Akustische Nutzungsverträglichkeit
Stören sich verschiedene Aktivitäten dank Abschirmung oder Distanz gegenseitig nicht oder nur wenig?
Klangraum nach Wahl
Gibt es auf kurze Distanzen unterschiedliche Klangräume (z. B. ruhige, belebte) zur Auswahl? (Bonuskriterium)
Schallausbreitung und Reflexionen
Gibt es eine Abschirmung gegen Lärm von aussen und angenehme (diffuse) Reflexionen im Innern, kein Flatterecho?
Einzigartigkeit, Erkennbarkeit
Ist der Ort anhand von positiv empfundenen typischen Geräuschen (Soundmarks) zu erkennen? (Bonuskriterium)
Was diese Kriterien in einem grossen Stadtpark konkret bedeuten können, zeigt das Video «Hören im Park: 12 Kriterien für eine erholsame Klangqualität» am Beispiel des Alten Botanischen Gartens in Zürich.
Beurteilung der Klangqualität von Erholungsorten im Siedlungsbereich
Das Beurteilungsformular von Cercle Bruit Schweiz führt bei jedem der oben aufgeführten Kriterien beispielhafte positive und negative Merkmale auf, die bei der Beurteilung helfen können. Die Bewertung wird in fünf Stufen von «sehr schlecht» bis «sehr gut» vorgenommen. Die mittlere Stufe steht für «neutral» oder «nicht anwendbar». Bonus-Kriterien können nicht negativ bewertet werden.

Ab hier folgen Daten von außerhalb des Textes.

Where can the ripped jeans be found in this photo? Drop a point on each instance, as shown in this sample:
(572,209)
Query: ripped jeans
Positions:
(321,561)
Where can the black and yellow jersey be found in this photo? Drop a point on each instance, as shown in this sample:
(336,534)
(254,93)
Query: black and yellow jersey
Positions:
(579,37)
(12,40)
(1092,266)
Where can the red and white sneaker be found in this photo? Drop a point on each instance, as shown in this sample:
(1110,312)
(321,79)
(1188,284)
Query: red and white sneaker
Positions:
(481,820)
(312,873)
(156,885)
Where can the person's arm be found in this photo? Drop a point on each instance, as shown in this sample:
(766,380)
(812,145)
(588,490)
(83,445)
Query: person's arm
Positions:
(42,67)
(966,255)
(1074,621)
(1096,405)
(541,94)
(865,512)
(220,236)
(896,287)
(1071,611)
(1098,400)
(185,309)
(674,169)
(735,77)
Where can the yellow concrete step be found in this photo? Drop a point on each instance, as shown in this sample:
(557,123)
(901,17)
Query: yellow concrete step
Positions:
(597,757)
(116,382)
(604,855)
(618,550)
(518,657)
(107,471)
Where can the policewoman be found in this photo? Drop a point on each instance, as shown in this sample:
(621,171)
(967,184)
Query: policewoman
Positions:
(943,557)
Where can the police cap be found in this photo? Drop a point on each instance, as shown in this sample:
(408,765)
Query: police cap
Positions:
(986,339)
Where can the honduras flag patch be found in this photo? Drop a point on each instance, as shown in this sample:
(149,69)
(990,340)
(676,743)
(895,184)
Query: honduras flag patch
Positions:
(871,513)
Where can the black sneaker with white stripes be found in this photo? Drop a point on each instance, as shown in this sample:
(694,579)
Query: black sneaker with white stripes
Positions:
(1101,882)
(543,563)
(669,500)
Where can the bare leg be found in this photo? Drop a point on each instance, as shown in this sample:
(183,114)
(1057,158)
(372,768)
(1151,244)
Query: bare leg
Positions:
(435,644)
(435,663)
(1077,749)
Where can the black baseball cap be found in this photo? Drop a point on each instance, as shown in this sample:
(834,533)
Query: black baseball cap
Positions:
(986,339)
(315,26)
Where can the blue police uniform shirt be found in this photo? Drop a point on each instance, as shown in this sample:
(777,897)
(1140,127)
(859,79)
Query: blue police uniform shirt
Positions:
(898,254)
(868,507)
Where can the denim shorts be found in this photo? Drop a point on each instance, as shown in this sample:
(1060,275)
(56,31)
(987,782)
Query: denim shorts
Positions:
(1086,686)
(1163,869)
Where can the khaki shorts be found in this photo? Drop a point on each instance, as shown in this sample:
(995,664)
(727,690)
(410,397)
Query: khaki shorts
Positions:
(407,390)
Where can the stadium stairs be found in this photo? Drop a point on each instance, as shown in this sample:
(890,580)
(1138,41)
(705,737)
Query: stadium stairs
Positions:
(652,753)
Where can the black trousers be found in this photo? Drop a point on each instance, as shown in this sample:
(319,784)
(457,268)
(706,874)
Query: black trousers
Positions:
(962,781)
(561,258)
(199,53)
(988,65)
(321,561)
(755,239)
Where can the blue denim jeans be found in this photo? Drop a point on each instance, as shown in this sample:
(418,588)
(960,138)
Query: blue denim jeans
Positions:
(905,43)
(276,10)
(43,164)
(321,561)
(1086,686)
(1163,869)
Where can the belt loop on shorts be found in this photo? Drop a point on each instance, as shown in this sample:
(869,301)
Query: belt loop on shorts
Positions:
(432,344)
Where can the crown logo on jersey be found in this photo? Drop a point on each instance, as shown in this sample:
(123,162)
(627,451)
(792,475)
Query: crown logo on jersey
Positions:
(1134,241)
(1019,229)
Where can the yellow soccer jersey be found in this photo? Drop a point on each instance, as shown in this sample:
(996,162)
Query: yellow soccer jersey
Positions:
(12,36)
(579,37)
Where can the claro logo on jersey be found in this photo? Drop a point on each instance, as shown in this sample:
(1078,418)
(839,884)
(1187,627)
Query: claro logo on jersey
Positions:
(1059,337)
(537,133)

Am besten wählt man für die Begehung eines Ortes die Zeit über Mittag, wenn viele Leute dort Pause machen. Mit geschlossenen Augen lauscht man ein paar Minuten, wie der betreffende Ort klingt. Dann trägt man bei jedem Kriterium die Beurteilung ein und notiert die ausschlaggebende Feststellung. So werden die Stärken und Schwächen des Ortes deutlich.
Das Beurteilungsformular erlaubt auch, die Klangqualität gesamthaft auf einer Skala von 1 (unbrauchbar) bis 6 (sehr gut) einzustufen. Dabei darf von einem verkehrsreichen Platz natürlich nicht die hohe Bewertung eines grossen Stadtparks erwartet werden.
Voraussetzung für eine solche Einstufung ist aber, dass man sich vorher an einem Referenzort mit bekannter Beurteilung – möglichst ähnlich dem zu beurteilenden Ort – mit dem Massstab vertraut gemacht hat. Dann erst ist man für eine eigene Beurteilung gerüstet. Diese bildet dann die Basis für Verbesserungen in den Gestaltungsbereichen.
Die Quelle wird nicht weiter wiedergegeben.